Figure 6.

Experimental mutagenesis. Single amino acid substitutions were introduced into the Fab fragment of the F11 IgG1 antibody according to the information in Figure 5C,D. Affinity-purified soluble IgG1 antibodies were used to assess neutralization activity using humanized MDCK cells and 100 TCID₅₀ of influenza virus as described previously [48,49]. Neutralization activity was defined as the reciprocal of the lowest concentration (µg/mL) of antibody at which A630 was >X as calculated using the formula X = (A cell − A virus)/2. (A) SDS PAGE of the purified F11 IgG fractions used for the neutralization assay. (B) Neutralization activity against the F11-sensitive (H1N1)pdm09 virus [18] (left panel), F11-resistant (H1N1)pdm09 variant C1 [18] (middle panel), and F11-weakly resistant (H1N1)pdm09 variant G6 [18] (right panel).
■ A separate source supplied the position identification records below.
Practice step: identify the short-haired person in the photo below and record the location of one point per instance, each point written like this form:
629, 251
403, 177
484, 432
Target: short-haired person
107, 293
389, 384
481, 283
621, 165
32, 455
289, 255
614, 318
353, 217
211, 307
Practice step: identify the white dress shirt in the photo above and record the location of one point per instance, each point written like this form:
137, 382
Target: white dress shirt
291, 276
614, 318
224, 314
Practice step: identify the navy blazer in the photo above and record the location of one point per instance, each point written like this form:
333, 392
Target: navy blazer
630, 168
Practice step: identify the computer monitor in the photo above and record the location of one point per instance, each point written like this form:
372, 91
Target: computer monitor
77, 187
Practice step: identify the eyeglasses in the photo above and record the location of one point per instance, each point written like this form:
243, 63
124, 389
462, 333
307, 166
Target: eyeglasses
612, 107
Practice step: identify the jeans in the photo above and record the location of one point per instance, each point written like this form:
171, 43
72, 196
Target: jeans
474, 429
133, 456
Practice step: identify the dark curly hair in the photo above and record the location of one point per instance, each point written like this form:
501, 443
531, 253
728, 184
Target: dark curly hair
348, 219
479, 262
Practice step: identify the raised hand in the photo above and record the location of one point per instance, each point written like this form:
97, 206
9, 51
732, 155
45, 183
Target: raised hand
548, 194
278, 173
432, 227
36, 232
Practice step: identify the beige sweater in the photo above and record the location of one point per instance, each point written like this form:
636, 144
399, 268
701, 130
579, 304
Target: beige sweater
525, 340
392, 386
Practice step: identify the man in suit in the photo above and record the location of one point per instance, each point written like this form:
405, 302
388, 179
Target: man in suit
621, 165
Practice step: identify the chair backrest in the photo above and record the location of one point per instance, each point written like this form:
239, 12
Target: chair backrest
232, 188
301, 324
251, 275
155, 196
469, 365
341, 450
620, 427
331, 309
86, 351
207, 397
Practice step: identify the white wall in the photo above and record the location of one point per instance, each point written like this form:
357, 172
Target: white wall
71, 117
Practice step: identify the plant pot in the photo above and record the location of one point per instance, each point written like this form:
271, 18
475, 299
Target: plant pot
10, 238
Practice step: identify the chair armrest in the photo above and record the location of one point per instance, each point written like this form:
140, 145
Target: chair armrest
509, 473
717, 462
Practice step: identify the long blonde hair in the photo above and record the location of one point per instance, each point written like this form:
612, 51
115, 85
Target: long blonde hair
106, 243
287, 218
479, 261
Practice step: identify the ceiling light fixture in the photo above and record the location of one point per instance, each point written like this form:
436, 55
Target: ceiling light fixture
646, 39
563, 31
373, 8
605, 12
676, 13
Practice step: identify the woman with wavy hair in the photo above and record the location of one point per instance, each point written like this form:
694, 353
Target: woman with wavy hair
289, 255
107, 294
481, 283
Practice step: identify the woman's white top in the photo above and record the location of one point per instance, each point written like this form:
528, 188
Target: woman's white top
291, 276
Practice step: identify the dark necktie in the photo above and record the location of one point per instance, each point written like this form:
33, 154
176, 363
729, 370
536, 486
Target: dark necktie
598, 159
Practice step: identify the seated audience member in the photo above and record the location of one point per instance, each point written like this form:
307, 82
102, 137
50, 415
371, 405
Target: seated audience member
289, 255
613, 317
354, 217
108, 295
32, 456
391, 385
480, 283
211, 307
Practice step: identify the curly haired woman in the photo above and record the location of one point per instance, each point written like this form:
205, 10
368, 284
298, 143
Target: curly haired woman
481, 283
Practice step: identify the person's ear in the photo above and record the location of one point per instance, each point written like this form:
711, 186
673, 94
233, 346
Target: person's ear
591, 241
NT activity is presented in the scatter plots as the geometric mean, with the geometric standard deviation from four technical replicates (except for F11 WT: n = 10). Y-axis values represent neutralizing titers, calculated as 100/minimum concentration (μg/mL) of antibody that neutralized the virus. Dotted lines represent the detection limit (y = 1; 100 μg/mL). ** p < 0.01 and **** p < 0.0001, comparing F11 mutants with F11 WT (Kruskal–Wallis test, followed by Dunn’s multiple comparison test). For statistical analysis, a provisional minimum NT activity value (y = 0.5; 200 μg/mL) was applied to samples in which NT activity was below the detection limit.